Eliminating the mandate, meanwhile, would help dissolve the connection between insurance and employment in the U.S., which is to the good. The link is a historical accident — one that restricts worker mobility and wages.

That said, a repeal of the mandate would not be without cost, both monetary (anywhere from $46 billion to $149 billion over 10 years) and human. Congress will have to deal with the monetary cost somehow, though the falling deficit has made such concerns less urgent and Republicans can hardly be expected to oppose the repeal of a tax.

The human cost is more of a priority. If there is no employer mandate, many workers may lose their insurance — though it's worth pointing out that most employers will still provide it as a benefit, as they do now. Still, the federal government needs to ensure that those who lose insurance be able to get it as cheaply they would have gotten it from their employers.

One way to do that is for the federal government to start enforcing a provision in PPACA that prevents companies from offering health coverage only to its highest-paid employees. That would stop employers from responding to the mandate's repeal by canceling insurance for its low-paid workers. Those workers should be able to buy coverage on the federal and state-run health exchanges.

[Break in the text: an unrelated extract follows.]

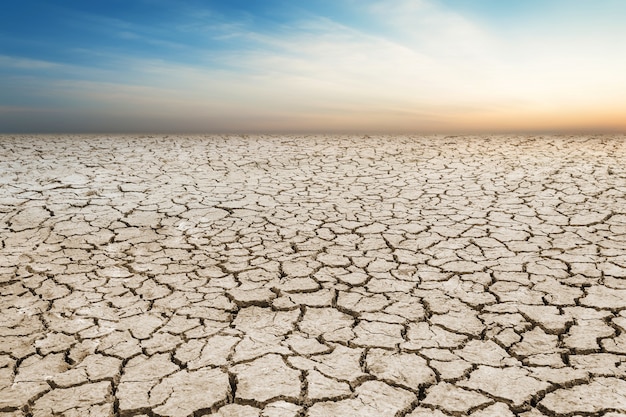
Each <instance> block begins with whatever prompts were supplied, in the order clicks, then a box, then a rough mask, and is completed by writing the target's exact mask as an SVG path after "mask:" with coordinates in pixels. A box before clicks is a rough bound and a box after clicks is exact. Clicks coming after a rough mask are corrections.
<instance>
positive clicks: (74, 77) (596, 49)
mask: <svg viewBox="0 0 626 417" xmlns="http://www.w3.org/2000/svg"><path fill="white" fill-rule="evenodd" d="M359 5H360V9H359V11H358V12H359V13H360V15H361V17H362V20H363V21H365V22H371V23H372V26H375V27H376V30H372V29H370V28H368V27H367V25H354V24H352V25H351V24H349V23H346V22H342V21H341V20H338V19H333V18H332V17H328V16H322V15H316V14H314V13H308V14H302V15H299V16H298V18H295V19H293V20H291V21H289V22H283V23H280V24H276V25H275V26H272V27H269V28H268V27H264V28H262V29H260V28H259V27H257V25H255V24H254V22H253V21H252V20H251V19H250V17H249V16H246V15H243V16H242V17H241V19H240V20H233V19H230V20H229V19H227V18H225V17H224V16H220V15H216V14H215V13H213V12H212V11H211V10H207V9H194V10H191V9H189V10H186V11H184V13H182V14H181V15H179V16H176V18H175V19H172V20H173V22H172V23H171V25H172V28H171V30H170V31H169V32H168V31H167V29H166V28H165V27H164V25H156V26H150V25H147V24H143V23H142V24H138V23H135V22H127V21H124V20H121V19H111V18H101V20H98V19H100V17H99V16H92V17H90V19H91V20H90V21H91V22H99V23H98V28H99V29H98V30H99V31H101V32H106V33H107V36H109V37H111V38H117V39H118V40H124V41H127V42H131V43H133V42H134V43H140V44H144V45H151V46H153V47H155V48H156V52H149V51H148V50H146V51H145V52H144V53H141V54H133V53H132V51H131V50H130V49H125V48H124V44H123V43H122V44H121V46H119V45H118V47H116V48H108V49H107V48H101V49H98V50H96V51H89V50H86V49H82V50H80V51H78V50H76V49H75V50H74V51H75V52H76V51H78V52H80V53H81V54H83V55H85V56H90V57H91V58H92V59H91V60H90V59H85V60H83V63H82V64H81V65H76V64H64V63H62V62H50V61H45V60H34V59H30V58H20V57H16V56H0V69H2V68H4V69H5V70H6V71H9V70H10V69H13V70H16V71H22V70H24V71H25V70H28V71H31V72H33V73H36V74H38V75H39V77H38V78H37V80H36V81H33V79H30V81H29V90H28V91H29V94H34V93H33V91H37V92H38V93H37V94H39V95H40V96H41V97H46V101H47V102H49V101H54V100H56V101H57V102H58V103H59V104H61V107H64V108H68V109H70V110H71V109H72V108H73V109H75V110H76V111H79V110H80V111H81V112H85V111H87V112H89V111H90V109H91V110H92V111H93V115H94V117H96V116H95V115H96V114H99V115H100V117H101V118H105V117H108V118H109V119H110V120H111V121H117V122H120V121H121V120H124V123H123V124H121V125H123V126H129V125H132V121H130V119H131V118H132V117H133V116H134V117H136V120H138V122H137V123H138V125H139V124H140V122H139V121H141V123H146V120H149V121H150V123H151V125H150V126H161V127H162V128H163V126H164V124H166V123H169V126H177V127H180V126H187V127H189V128H190V130H203V129H205V130H206V129H209V130H211V129H213V130H233V129H239V130H254V129H269V130H278V131H280V130H368V129H370V130H371V129H373V130H403V131H407V130H417V131H424V130H463V129H477V130H479V129H480V126H481V124H482V125H483V126H484V125H487V126H492V127H493V126H495V127H497V128H498V129H507V128H508V129H521V128H522V127H523V126H524V125H525V124H527V125H528V124H529V123H531V122H532V121H533V120H534V121H538V122H537V123H539V124H540V125H541V126H547V127H550V126H551V125H550V120H551V119H552V120H555V121H559V123H560V124H561V125H563V124H566V122H565V121H564V118H563V116H562V114H564V113H563V110H569V111H570V114H577V115H580V114H584V113H585V111H586V113H587V114H588V115H595V117H596V119H594V120H600V119H602V118H601V117H600V116H599V115H600V114H601V113H602V112H604V113H605V114H609V113H610V114H611V115H612V116H611V117H614V116H615V115H614V113H616V112H619V111H620V110H624V109H626V99H625V98H624V97H626V85H625V83H623V82H620V80H621V79H622V78H623V76H622V75H621V74H623V73H624V72H626V58H624V55H623V54H619V53H618V52H619V49H620V48H621V47H620V46H619V45H621V44H619V43H618V42H616V41H615V40H614V39H609V38H608V37H607V36H608V35H607V33H598V34H588V35H586V38H585V39H582V38H581V39H580V42H572V39H571V38H568V37H567V36H565V37H563V36H561V37H559V36H554V37H549V38H540V37H536V36H532V35H519V34H518V35H515V36H509V35H507V34H503V33H499V32H497V31H495V30H494V29H493V28H489V27H486V26H485V25H481V24H479V23H478V22H477V21H474V20H472V19H471V18H469V17H467V16H465V15H463V14H462V13H460V12H458V11H455V10H452V9H450V8H447V7H445V6H444V5H442V4H440V3H438V2H435V1H434V0H411V1H409V0H397V1H395V2H393V7H391V6H390V3H389V2H382V1H370V2H359ZM82 24H83V25H84V24H85V23H84V22H83V23H82ZM620 33H621V34H620V36H622V37H623V33H622V32H620ZM190 34H191V36H192V37H191V38H190V37H189V36H190ZM618 39H622V38H619V37H618ZM173 51H176V53H174V52H173ZM89 62H91V63H89ZM51 74H53V75H54V76H51ZM13 75H15V74H13ZM13 79H17V78H15V77H14V78H13ZM1 84H2V82H1V81H0V87H1V86H2V85H1ZM0 104H5V105H9V107H10V104H11V103H6V102H5V103H2V102H0ZM598 109H602V110H598ZM607 109H609V110H610V111H608V113H607ZM611 109H613V110H611ZM615 109H617V110H615ZM5 113H6V112H5ZM578 117H579V116H578ZM587 119H588V118H587ZM587 119H585V120H587ZM614 119H617V116H615V117H614ZM614 119H611V120H614ZM581 120H582V119H581ZM603 120H604V122H605V123H607V122H606V118H604V119H603ZM587 121H588V122H589V123H592V122H591V121H589V120H587ZM555 123H556V122H555ZM612 123H615V122H612ZM555 126H556V125H555Z"/></svg>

Which brings up another issue Congress would have to address: It needs to amend PPACA to clarify that people who buy insurance from a federally run health exchange — the federal government operates exchanges for 36 states that declined to build their own — are eligible for federal insurance subsidies. Unclear language in the law has left that provision open to judicial challenge, and the U.S. Supreme Court has agreed to hear a case on this matter this term.

Republicans will be tempted to wait for that decision, hoping that a favorable ruling will effectively gut the law in many states. (They are not wrong: It would.) But the ruling could also go the other way. They may prefer to strike a deal eliminating the employer mandate than to take a judicial gamble.

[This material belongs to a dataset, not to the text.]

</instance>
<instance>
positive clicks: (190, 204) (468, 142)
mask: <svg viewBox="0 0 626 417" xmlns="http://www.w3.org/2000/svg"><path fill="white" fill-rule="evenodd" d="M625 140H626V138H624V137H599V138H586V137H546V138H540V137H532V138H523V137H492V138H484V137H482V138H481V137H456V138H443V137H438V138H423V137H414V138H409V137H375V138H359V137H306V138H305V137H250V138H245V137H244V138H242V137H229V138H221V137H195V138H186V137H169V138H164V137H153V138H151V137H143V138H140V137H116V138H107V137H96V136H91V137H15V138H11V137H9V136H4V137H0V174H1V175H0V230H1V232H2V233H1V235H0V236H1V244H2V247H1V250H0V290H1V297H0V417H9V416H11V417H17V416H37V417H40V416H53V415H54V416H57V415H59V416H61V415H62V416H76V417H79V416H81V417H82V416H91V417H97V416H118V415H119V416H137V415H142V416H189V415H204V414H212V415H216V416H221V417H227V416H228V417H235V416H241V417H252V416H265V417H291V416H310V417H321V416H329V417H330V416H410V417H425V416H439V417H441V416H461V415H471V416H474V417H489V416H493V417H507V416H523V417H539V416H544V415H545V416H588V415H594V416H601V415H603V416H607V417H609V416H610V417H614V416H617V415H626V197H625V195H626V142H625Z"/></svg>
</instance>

Not all workers make enough to qualify for those subsidies. For them, the solution is for more states to expand Medicaid. In the 23 Republican-led states that have yet to expand their programs, those just under the poverty line make too little to qualify for coverage on the PPACA state insurance exchanges but too much for Medicaid. Absent expansion, losing employer coverage will leave those workers without other options.

Of course, Republicans in Congress can't tell their state counterparts what to do. But many Republican governors, eager to reap the economic benefits of expansion, would appreciate political cover to do so.

No one need pretend any of this will be easy, or even likely. But eliminating the law's employer mandate, and amending other provisions to ensure workers can receive affordable insurance, offers a chance to both reduce the law's scope and expand its reach. It would be a pretty neat trick.